Pregunté a Kenyon sobre las implicaciones que esta situación podría haber tenido a efectos de su influencia accionarial.
“Ninguna. Jamás se han dado instrucciones para votar en las Juntas de Accionistas. El propietario se ha mantenido neutral, como si no existiese.
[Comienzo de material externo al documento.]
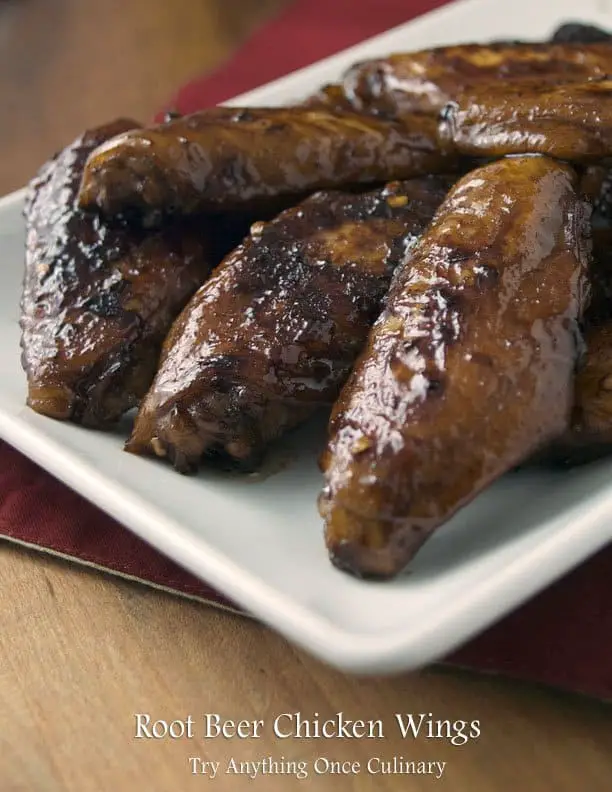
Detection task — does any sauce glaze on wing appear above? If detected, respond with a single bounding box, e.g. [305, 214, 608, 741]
[127, 177, 454, 472]
[21, 121, 215, 426]
[320, 157, 590, 577]
[332, 42, 612, 118]
[79, 107, 453, 215]
[439, 79, 612, 163]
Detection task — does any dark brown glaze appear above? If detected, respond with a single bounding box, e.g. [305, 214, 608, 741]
[320, 157, 590, 577]
[550, 22, 612, 44]
[580, 160, 612, 224]
[80, 107, 452, 215]
[565, 319, 612, 447]
[335, 42, 612, 118]
[439, 79, 612, 163]
[21, 121, 215, 426]
[127, 177, 453, 472]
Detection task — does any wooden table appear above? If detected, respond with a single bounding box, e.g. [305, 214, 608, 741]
[0, 0, 612, 792]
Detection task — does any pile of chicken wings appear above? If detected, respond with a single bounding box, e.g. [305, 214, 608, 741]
[21, 18, 612, 578]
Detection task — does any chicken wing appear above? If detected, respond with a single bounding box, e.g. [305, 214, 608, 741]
[316, 42, 612, 118]
[79, 107, 452, 220]
[320, 157, 590, 577]
[21, 121, 211, 426]
[439, 79, 612, 163]
[127, 177, 453, 472]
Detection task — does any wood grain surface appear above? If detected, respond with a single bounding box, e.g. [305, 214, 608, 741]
[0, 0, 612, 792]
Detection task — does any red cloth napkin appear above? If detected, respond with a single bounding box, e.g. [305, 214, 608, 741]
[0, 0, 612, 699]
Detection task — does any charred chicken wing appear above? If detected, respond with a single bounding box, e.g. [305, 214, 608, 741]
[79, 107, 452, 215]
[440, 79, 612, 162]
[320, 157, 590, 577]
[314, 42, 612, 118]
[127, 177, 452, 472]
[21, 121, 210, 426]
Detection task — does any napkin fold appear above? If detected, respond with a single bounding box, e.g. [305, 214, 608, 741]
[0, 0, 612, 699]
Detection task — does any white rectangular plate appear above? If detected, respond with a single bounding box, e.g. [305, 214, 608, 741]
[0, 0, 612, 672]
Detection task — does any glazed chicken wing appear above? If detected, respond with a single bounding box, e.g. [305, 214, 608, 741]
[313, 42, 612, 118]
[21, 121, 215, 426]
[439, 79, 612, 163]
[79, 107, 452, 220]
[320, 157, 590, 577]
[127, 177, 452, 472]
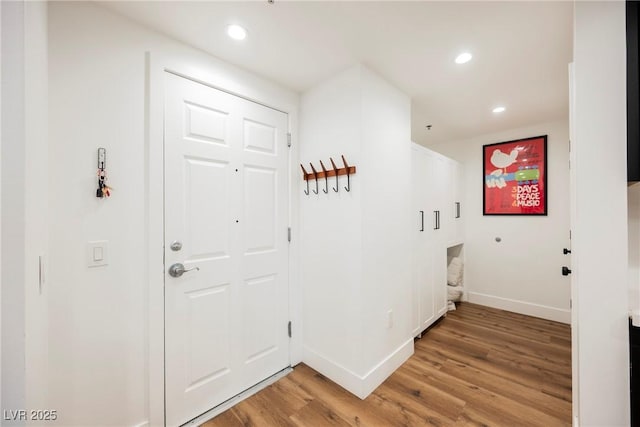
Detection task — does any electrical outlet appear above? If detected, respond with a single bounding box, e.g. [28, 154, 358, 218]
[87, 240, 109, 267]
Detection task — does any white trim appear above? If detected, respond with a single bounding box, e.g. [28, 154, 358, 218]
[145, 49, 302, 426]
[304, 338, 413, 399]
[468, 292, 571, 324]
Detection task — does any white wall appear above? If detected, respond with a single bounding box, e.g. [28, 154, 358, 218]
[1, 2, 26, 418]
[430, 120, 571, 323]
[627, 184, 640, 314]
[299, 66, 413, 398]
[48, 2, 300, 426]
[572, 2, 629, 426]
[360, 67, 413, 373]
[2, 2, 49, 425]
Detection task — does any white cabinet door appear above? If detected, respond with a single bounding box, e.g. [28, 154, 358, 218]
[412, 149, 435, 336]
[430, 153, 453, 319]
[164, 73, 289, 425]
[412, 144, 462, 336]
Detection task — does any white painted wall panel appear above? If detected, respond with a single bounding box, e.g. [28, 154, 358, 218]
[572, 2, 630, 426]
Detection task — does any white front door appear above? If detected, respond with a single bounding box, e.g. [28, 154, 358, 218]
[164, 73, 289, 426]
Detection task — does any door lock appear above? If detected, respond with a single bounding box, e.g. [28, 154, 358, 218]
[169, 262, 200, 277]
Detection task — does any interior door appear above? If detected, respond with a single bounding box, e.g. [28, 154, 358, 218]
[164, 73, 289, 426]
[567, 63, 580, 426]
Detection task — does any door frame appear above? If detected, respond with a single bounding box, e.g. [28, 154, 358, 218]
[142, 48, 302, 426]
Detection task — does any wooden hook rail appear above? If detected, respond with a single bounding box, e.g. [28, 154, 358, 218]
[300, 156, 356, 181]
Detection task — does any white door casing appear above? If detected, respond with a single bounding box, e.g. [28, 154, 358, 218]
[164, 73, 289, 425]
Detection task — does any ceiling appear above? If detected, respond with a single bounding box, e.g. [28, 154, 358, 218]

Hasta puede estar muerto, en cuyo caso hay una fortuna perdida que no pertenece a nadie”.
“¿Quién sería el propietario en ese caso?”.
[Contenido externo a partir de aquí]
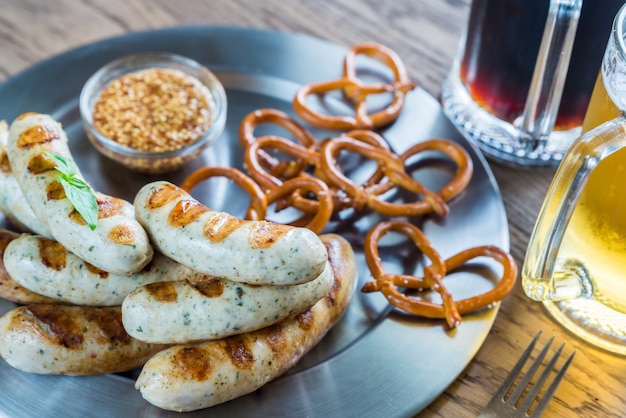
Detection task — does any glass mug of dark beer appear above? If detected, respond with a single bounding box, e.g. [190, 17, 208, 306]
[441, 0, 624, 166]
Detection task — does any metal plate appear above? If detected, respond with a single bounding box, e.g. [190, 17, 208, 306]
[0, 27, 509, 418]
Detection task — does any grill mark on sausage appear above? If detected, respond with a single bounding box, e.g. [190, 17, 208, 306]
[193, 276, 224, 298]
[85, 261, 109, 279]
[17, 112, 38, 120]
[26, 305, 83, 349]
[222, 335, 254, 369]
[171, 346, 213, 382]
[68, 197, 128, 227]
[248, 221, 291, 249]
[107, 225, 137, 245]
[324, 240, 347, 308]
[0, 147, 11, 174]
[297, 309, 315, 331]
[96, 197, 124, 219]
[204, 212, 244, 242]
[46, 180, 65, 199]
[27, 152, 57, 176]
[85, 308, 130, 344]
[146, 184, 182, 210]
[38, 238, 67, 271]
[265, 325, 287, 353]
[145, 282, 178, 303]
[17, 124, 61, 148]
[167, 200, 210, 228]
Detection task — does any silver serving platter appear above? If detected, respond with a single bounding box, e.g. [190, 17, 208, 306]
[0, 27, 509, 418]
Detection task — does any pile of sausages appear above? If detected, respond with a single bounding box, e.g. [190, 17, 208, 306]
[0, 114, 356, 411]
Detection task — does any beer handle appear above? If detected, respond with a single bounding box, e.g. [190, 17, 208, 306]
[518, 0, 583, 143]
[522, 116, 626, 301]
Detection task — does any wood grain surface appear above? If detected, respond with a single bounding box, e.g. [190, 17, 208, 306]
[0, 0, 626, 417]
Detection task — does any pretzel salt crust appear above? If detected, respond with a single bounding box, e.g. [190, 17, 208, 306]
[361, 221, 517, 328]
[292, 43, 416, 131]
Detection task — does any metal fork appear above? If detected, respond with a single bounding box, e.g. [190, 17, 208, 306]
[478, 331, 576, 418]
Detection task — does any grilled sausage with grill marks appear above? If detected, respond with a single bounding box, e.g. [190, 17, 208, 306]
[6, 114, 153, 274]
[135, 235, 356, 411]
[122, 263, 333, 344]
[134, 181, 328, 285]
[0, 121, 51, 237]
[0, 305, 166, 375]
[4, 234, 203, 306]
[0, 228, 57, 305]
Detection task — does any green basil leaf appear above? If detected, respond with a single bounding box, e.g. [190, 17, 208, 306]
[45, 152, 77, 177]
[45, 152, 98, 231]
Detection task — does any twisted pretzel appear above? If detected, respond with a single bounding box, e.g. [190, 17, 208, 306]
[321, 136, 448, 216]
[180, 166, 333, 234]
[239, 109, 318, 178]
[361, 221, 517, 328]
[293, 43, 416, 130]
[244, 130, 390, 213]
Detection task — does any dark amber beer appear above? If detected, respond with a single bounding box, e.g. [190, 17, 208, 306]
[442, 0, 624, 165]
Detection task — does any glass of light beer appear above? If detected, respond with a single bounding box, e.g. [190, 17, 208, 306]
[441, 0, 624, 166]
[522, 2, 626, 355]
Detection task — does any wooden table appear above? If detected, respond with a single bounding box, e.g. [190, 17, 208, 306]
[0, 0, 626, 417]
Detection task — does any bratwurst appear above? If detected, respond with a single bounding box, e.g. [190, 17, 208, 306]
[134, 181, 328, 285]
[6, 113, 153, 274]
[0, 120, 51, 237]
[122, 263, 333, 344]
[0, 305, 166, 375]
[4, 234, 203, 306]
[0, 228, 57, 305]
[135, 234, 357, 412]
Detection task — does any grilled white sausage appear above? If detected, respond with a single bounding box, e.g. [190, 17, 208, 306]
[0, 228, 56, 305]
[135, 236, 356, 411]
[122, 263, 333, 344]
[134, 181, 328, 285]
[0, 121, 51, 237]
[0, 305, 166, 375]
[4, 234, 202, 306]
[7, 114, 153, 274]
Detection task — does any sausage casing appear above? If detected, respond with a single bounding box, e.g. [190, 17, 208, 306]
[134, 181, 328, 285]
[0, 305, 166, 375]
[6, 114, 153, 274]
[4, 234, 201, 306]
[122, 263, 333, 344]
[0, 121, 50, 237]
[135, 235, 356, 411]
[0, 228, 56, 305]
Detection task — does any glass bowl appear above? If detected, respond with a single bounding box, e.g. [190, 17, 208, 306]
[79, 52, 227, 174]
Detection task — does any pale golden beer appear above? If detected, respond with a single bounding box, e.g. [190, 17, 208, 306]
[522, 4, 626, 355]
[582, 72, 621, 134]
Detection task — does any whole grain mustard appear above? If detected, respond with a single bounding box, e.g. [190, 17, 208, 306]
[93, 68, 213, 152]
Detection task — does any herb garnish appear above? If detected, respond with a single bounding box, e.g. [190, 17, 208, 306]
[45, 152, 98, 231]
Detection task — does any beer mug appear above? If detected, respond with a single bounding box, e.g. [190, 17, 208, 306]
[441, 0, 624, 166]
[522, 6, 626, 355]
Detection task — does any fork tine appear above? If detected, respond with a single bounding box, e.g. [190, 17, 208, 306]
[519, 338, 565, 412]
[530, 346, 576, 418]
[493, 331, 541, 401]
[507, 337, 554, 409]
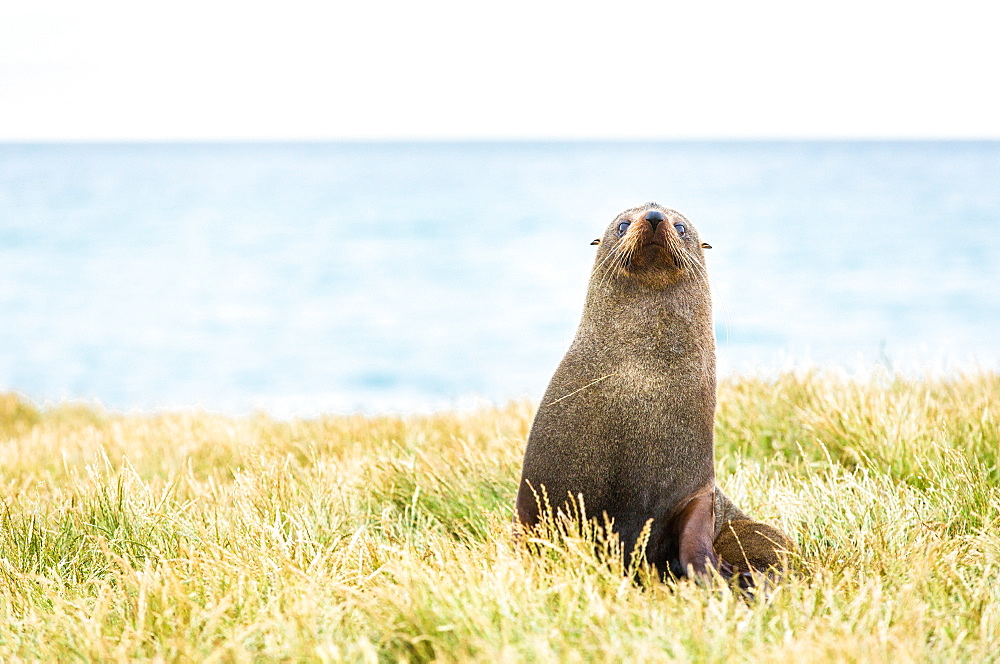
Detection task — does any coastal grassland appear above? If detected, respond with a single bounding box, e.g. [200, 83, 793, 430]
[0, 373, 1000, 663]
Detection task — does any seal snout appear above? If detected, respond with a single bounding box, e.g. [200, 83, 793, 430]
[642, 210, 663, 231]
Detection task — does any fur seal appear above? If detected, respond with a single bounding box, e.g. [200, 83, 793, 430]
[516, 203, 791, 584]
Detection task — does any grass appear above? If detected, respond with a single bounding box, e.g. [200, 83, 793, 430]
[0, 373, 1000, 664]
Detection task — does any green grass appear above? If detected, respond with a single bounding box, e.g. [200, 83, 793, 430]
[0, 373, 1000, 664]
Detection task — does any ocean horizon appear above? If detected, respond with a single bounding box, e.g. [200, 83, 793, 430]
[0, 141, 1000, 416]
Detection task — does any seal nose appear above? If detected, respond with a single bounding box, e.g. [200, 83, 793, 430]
[643, 210, 663, 231]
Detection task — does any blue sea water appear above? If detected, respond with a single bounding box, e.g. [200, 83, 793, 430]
[0, 142, 1000, 415]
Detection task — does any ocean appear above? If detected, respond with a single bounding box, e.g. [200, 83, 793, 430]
[0, 142, 1000, 416]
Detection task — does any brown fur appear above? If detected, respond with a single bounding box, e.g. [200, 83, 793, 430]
[516, 203, 789, 576]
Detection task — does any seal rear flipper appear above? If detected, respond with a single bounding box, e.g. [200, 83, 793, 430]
[713, 519, 792, 578]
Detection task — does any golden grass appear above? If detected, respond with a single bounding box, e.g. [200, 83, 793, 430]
[0, 373, 1000, 664]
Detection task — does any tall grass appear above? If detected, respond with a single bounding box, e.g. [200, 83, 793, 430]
[0, 373, 1000, 663]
“La persona que tuviese la clave de acceso numérico de identificación original”.
“Así de sencillo”.
“Así de sencillo”, corroboró Kenyon.
“Y nadie sabe quién es esa persona”.
“Nadie”.
Me preguntaba cómo era posible que una de las grandes fortunas del planeta se hubiese mantenido en el anonimato más absoluto durante una década, sin beneficiarse de las riquezas, ni del poder que le correspondían. Se trataba de una inquietud abstracta, que de poco me servía resolver.
A no ser que Stirling, el presidente de PeaceMakers, o sus oponentes, hubiesen descubierto la identidad del misterioso propietario. Conseguir su apoyo inclinaría la balanza, de un lado o de otro.